The Basque golfer, who has won three of the last five tournaments he has played, has an 11% career win rate, behind the American great but ahead of world number one Rory McIlroy

Jon Rahm
Jon Rahm, with the Sentry Tournament of Champions trophy.HARRY HOW (Getty Images via AFP)
Juan Morenilla

The New Year started with a goal for Jon Rahm, who was named a club ambassador by his boyhood soccer team Athletic Bilbao to mark the Basque side’s 125th anniversary. The golfer, currently ranked number four in the world, swiftly added another title to that honor at the Sentry Tournament of Champions on January 8, where he clawed back a six-shot final round deficit on Collin Morikawa in an epic turnaround. That victory was Rahm’s third in his last five tournaments: he also won the Spanish Open and the DP World Tour, while finishing fourth at the CJ Cup and eighth at the Hero World Challenge.

Rahm’s recent run provides a statistic that underlines his consistency at the elite level. The Basque has played 154 ranking tournaments during his career and has won 17 of them, a success rate of 11%, which in golf is a remarkable standard. In fact, only Tiger Woods has a better record, the American great having won 22% of the ranking tournaments he has played (93 wins from 421). The current world number one, Northern Ireland’s Rory McIlroy, has an 8.3% success rate (31 from 372). The same three players occupy the same positions in terms of placing inside the top three, top five and top 10 at the tournaments they have competed in.

“I always have a lot of confidence in myself,” Rahm told EL PAÍS on Wednesday during an interview with several media outlets organized by the PGA Tour ahead of the American Express Gold Tournament at the La Quinta Country Club in California. “I would love to see what percentage Tiger had at my age [28]. During his career he even reached 33%, which is just incredible.” By the time Woods was 28 (he is now 47), he had played in 161 tournaments, winning 44 of them for a superlative 27.3% success rate.

After a spectacular 2021 during which Rahm won his first major at the US Open, the Basque failed to finish in the top 10 of any of last year’s Grand Slams: 27th at the Masters, 48th at the PGA, 12th at the US Open and 34th at the Open Championship. This season, Rahm is focused on adding to his Maiden major and the Ryder Cup. “I don’t care which major comes next. I have a certain internal conflict on the subject. I would love to be the fourth Spaniard to win the Masters [after Seve Ballesteros, José María Olazábal and Sergio García], but I would also love to be the first to win the PGA. I want to give myself possibilities on a Sunday, but Rafa Nadal has spoiled us with his 22 Grand Slams. That doesn’t happen in golf.”
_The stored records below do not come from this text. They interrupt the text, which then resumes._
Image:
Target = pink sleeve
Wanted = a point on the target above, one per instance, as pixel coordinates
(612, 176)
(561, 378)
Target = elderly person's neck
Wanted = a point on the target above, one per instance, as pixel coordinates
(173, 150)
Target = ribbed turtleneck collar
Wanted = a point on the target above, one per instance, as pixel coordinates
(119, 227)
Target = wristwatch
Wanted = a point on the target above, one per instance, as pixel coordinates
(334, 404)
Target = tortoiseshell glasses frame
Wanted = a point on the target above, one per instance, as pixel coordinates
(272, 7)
Speaking about the Ryder Cup, Rahm isn’t happy that the ongoing conflict between the PGA and the breakaway Saudi Arabian LIV league excludes Garcia, one of the players who has made the jump to LIV Golf, from next September’s tournament in Rome. “The Ryder Cup is not the PGA Tour versus LIV, it’s Europe versus the United States, and I would like each team to have the best players. I would love to play with Sergio again but it’s out of my hands. It doesn’t look good though,” Rahm said.

Despite being ranked behind only McIlroy, Scottie Scheffler and Cameron Smith, Rahm has not had much exposure on US sports channels. “It’s because I’m not American,” he says. “There’s a certain list - Rory, Justin Thomas, Jordan Spieth - who are kind of spoiled by the tour, and in the last four or five years the only one who’s played like me has been Rory. At the Sentry, I wasn’t on the television until the 12th or 13th hole... My job is to win, and if I do that, they won’t have any choice but to put me on the television.”